Dallas Piscopo July 20, 2014 at 8:30 pm

Hey Eileen. I apologize for the REALLY late reply and you have probably already discovered a solution but let me see if I can help…To avoid the yellow color in the winter you will need to overseed bermuda with a cool season grass like perennial rye grass . Click this grass over-seeding link to see how that is done. Wish you the best.


Jimmy G May 10, 2014 at 12:12 pm

We are building in northern Wake Co NC. Builder is putting down Bermuda sod. I like fescue. What would happen if I plugged and over seeded with fescue this Fall?


Dallas Piscopo July 20, 2014 at 8:53 pm

Hey Jimmy. Sorry for the REALLY late response but I had some problems with spam comments and now playing catch up. For bermuda grass, I think you would be better off over-seeding with perennial ryegrass.
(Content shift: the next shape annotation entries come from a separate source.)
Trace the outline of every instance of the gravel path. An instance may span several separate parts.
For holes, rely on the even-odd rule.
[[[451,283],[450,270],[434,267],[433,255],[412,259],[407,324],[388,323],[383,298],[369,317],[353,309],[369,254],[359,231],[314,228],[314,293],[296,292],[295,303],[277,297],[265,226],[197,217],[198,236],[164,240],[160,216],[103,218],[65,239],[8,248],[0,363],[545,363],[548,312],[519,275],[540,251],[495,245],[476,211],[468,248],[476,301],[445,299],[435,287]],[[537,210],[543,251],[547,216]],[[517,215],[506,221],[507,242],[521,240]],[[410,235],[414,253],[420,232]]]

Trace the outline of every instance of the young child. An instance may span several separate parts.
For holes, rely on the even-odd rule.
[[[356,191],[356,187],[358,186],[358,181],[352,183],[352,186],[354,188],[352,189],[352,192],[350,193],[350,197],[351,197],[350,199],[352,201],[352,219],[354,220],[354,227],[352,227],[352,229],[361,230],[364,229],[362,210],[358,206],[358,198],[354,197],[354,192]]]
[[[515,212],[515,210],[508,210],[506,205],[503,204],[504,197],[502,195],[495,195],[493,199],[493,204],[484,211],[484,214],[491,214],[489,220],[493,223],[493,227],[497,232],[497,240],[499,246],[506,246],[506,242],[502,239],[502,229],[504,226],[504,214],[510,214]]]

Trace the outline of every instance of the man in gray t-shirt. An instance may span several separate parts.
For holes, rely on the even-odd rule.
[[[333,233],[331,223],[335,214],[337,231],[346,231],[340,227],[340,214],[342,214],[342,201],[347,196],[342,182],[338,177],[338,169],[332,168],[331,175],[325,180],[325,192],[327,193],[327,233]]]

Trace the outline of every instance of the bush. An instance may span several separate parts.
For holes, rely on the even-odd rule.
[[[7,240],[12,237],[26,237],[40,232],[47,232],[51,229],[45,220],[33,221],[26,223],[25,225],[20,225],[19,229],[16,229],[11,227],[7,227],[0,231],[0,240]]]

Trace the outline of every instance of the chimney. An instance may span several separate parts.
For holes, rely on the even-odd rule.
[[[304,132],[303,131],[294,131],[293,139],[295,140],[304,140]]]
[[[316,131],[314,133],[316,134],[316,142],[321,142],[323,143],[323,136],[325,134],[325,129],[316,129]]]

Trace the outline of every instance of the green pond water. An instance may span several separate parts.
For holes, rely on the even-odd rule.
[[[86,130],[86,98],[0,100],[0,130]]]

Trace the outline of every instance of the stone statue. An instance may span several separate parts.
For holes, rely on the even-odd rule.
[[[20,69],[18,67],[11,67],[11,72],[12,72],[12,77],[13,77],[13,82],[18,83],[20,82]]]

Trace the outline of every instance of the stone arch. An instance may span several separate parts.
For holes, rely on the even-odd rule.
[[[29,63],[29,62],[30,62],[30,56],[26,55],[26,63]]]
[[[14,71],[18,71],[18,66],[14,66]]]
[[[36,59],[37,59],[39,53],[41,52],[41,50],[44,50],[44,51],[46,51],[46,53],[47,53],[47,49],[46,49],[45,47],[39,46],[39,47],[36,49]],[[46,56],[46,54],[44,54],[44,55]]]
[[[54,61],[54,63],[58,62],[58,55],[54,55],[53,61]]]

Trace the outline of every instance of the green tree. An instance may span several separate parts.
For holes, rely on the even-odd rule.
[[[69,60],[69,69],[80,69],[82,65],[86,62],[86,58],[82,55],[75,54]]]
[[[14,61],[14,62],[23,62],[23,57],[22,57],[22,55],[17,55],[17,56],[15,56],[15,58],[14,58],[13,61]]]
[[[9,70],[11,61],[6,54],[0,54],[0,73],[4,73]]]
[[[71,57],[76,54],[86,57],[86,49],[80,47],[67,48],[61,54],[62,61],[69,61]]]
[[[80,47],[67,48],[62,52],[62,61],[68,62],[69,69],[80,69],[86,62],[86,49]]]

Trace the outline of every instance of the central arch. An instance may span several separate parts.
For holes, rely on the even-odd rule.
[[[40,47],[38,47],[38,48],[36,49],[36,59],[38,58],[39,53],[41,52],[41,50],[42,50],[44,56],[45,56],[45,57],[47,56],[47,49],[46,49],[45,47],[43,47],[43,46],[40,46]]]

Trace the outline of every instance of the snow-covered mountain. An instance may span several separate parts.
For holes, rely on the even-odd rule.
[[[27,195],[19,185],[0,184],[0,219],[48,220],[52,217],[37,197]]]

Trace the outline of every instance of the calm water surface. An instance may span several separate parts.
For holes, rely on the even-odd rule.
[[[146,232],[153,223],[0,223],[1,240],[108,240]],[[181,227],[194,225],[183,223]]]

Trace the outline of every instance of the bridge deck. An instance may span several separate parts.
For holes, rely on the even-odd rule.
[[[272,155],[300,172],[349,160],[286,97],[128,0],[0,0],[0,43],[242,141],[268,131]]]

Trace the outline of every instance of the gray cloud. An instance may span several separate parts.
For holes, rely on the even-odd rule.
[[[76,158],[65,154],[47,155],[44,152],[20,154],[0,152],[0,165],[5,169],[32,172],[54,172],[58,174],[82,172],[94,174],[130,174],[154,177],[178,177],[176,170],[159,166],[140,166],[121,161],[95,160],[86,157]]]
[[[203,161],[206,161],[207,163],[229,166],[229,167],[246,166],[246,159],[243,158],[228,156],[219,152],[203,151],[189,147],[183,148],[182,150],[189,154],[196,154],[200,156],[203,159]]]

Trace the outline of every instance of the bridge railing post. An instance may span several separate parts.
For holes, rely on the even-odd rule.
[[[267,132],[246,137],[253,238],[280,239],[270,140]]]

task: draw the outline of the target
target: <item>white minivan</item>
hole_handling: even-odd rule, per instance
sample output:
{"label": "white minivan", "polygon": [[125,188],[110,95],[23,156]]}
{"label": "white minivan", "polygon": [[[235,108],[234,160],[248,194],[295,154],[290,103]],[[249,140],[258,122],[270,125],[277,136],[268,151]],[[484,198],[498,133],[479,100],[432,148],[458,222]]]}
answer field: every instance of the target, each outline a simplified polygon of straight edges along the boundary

Bob Doyle August 5, 2014 at 6:27 am

We have a home in South Nags Head with a very poor lawn – many large bare spots. Soil is very sandy and subject to wind and salt air. Tried planting seed and it didn’t take at all. And we are not there all the time to water it. I’m thinking of bringing in a couple of truckloads of top soil and then replanting in September. Suggestions – especially what type of seed to plant in our lcation once I get soil over the sand.


Dallas Piscopo August 9, 2014 at 1:52 pm

Thanks for the post Bob. I had to look up South Nags Head to see where it was located and it is definitely part of the coastal region. Adding top soil like a rich compost is a good idea. Sandy soils are great for drainage but are lacking organic matter which the compost will improve. Being located right next to the coast you are going to want to plant a salt tolerant grass like bermuda, zoysia, or St. Augustine. South Nags Head is probably too far north to plant Augustine so I would go with bermuda or zoysia. Seashore paspalum is a newer cultivar that is even more salt tolerant than the others. However, these are warm season grasses and the best time for establishment is in the Spring. If you plant in September the grass will not fill in and establish itself properly and you will probably have to plant in the Spring again anyways. I would wait until the Spring.